## Name:

Due October 21st, in lab

This worksheet is intended as a short 60 min exercise to be done in groups of 1-3 people.

## Quaternions

Multiply the complex numbers $a = 3 + 4 i$ and $b = 3 - 4 i$. Note that b is the conjugate of a.
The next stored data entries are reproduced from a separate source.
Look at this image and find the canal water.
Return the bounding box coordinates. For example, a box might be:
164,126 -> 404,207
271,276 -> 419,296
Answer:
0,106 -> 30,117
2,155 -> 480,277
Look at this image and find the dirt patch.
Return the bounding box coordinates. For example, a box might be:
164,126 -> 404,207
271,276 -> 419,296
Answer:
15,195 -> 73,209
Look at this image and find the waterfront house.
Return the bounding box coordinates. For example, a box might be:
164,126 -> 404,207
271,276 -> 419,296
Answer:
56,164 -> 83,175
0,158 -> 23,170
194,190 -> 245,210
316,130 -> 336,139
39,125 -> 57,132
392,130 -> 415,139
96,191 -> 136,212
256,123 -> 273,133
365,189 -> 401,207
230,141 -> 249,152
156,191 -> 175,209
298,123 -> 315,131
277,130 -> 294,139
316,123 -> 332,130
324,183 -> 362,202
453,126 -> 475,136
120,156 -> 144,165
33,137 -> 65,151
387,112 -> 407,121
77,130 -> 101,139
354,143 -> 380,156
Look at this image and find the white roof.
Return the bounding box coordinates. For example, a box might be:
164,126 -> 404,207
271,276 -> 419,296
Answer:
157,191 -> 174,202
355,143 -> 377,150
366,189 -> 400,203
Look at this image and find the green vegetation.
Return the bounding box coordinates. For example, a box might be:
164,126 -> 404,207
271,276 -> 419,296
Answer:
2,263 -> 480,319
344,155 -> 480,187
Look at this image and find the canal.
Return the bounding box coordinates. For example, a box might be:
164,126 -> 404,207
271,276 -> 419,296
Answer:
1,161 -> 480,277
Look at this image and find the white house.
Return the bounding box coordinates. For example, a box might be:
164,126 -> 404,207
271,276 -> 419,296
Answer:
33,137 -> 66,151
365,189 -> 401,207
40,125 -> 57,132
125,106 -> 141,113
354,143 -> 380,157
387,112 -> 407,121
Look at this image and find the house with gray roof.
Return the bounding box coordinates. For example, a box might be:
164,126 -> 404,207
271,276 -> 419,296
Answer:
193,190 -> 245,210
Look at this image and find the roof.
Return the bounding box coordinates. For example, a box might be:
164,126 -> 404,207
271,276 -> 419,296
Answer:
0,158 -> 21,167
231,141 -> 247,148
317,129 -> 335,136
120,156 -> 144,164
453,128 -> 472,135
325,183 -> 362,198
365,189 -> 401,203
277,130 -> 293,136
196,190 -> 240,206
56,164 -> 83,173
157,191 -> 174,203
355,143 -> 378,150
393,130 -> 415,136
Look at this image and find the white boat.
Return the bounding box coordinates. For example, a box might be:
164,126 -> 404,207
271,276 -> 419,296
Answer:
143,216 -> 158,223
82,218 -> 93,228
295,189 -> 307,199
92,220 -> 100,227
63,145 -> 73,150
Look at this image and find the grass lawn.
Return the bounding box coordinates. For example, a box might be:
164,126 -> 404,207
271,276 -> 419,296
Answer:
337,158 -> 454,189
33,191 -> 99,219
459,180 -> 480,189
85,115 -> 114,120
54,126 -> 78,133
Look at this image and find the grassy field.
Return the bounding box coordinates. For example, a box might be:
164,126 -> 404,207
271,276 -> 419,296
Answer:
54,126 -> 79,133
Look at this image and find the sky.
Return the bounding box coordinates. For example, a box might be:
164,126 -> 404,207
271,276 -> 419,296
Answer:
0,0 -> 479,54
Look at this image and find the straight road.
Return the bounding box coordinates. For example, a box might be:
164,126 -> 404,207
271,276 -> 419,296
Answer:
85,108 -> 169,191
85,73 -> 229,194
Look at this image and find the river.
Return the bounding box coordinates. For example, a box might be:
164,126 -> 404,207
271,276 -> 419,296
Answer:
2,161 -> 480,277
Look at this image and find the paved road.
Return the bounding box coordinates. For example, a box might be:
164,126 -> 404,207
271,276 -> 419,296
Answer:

We will show that if we have a quaternion $q = (1, -1, 0, 1)$, that $q q^{-1} = (0, 0, 0, 1)$. A quaternion $q = (x, y, z, w)$ is often denoted $q = (\mathbf{v}, w)$, where $\mathbf{v} = (x, y, z)$ is the vector part and $w$ is the scalar part. Quaternions extend the complex numbers. With this perspective, a quaternion corresponds to $q = x\hat{i} + y\hat{j} + z\hat{k} + w$, where $\hat{i}^2 = \hat{j}^2 = \hat{k}^2 = -1$.

Recall that

$q^{-1} = \frac{\bar{q}}{||q||^2}$

where

$\bar{q} = (-\mathbf{v}, s)$

Given $q = (1, -1, 0, 1)$. Compute the following expressions

• $||q||^2$

• $\bar{q}$

• $q^{-1}$

Let $q_1 = q$ and $q_2 = q^{-1}$. If $q_1 = (\mathbf{v_1}, w_1)$ and $q_2 = (\mathbf{v_2}, w_2)$, then

$q_1 q_2 = (w_1 \mathbf{v_2} + w_2 \mathbf{v_1} + v_1 \times v_2, w_1 w_2 - \mathbf{v_1} \cdot \mathbf{v_2})$

Compute the following expressions

• $w_1 \mathbf{v_2}$

• $w_2 \mathbf{v_1}$

• $\mathbf{v_1} \times \mathbf{v_2}$

• $w_1 w_2$

• $\mathbf{v_1} \cdot \mathbf{v_2}$

• $w_1 w_2 - \mathbf{v_1} \cdot \mathbf{v_2}$

• $q q^{-1}$

## Angle/Axis

Which subset of quaternions correspond to rotations?

Recall that the relationship between some quaternions and an angle/axis rotation is

$q = \left[\sin(\frac{\theta}{2}) \hat{u}, \cos(\frac{\theta}{2})\right]$
• What is the quaternion corresponding to a 30 degree rotation around the Y axis?

• Suppose we have a quaternion [0.18301, 0.18301, 0, 0.9659]. What is the angle and axis corresponding to this quaternion?

## Matrix

In class, we derived the rotation matrix corresponding to a quaternion $q = (x, y, z, w) = (\bar{v}, w )$.

$\left( \begin{array}{ccc} 1-2(y^2+z^2) & 2(x y - w z) & 2(x z + w y) \\ 2(x y + w z) & 1-2(x^2+z^2) & 2(y z - w x) \\ 2(x z - w y) & 2(y z + w x) & 1-2(y^2+x^2) \\ \end{array} \right)$

Suppose we have a quaternion corresponding to a 45 degree rotation around the Z axis. Verify that the matrix above reduces to a Z rotation matrix $R_Z(45)$.

Recall the algorithm for extracting a quaternion from a rotation matrix.

• solve for $w^2$, $x^2$, $y^2$, and $z^2$

• Find the term with the largest value

• Based on the largest component, compute the remaining terms using the off-diagonal matrix elements.

For example, if $w^2$ is the largest, we would then solve for x, y, and z using the expressions for $w x$, $w y$, and $w z$.

Consider the matrix $R_Z(45)$ from the previous question. Apply this algorithm to obtain the original quaternion back.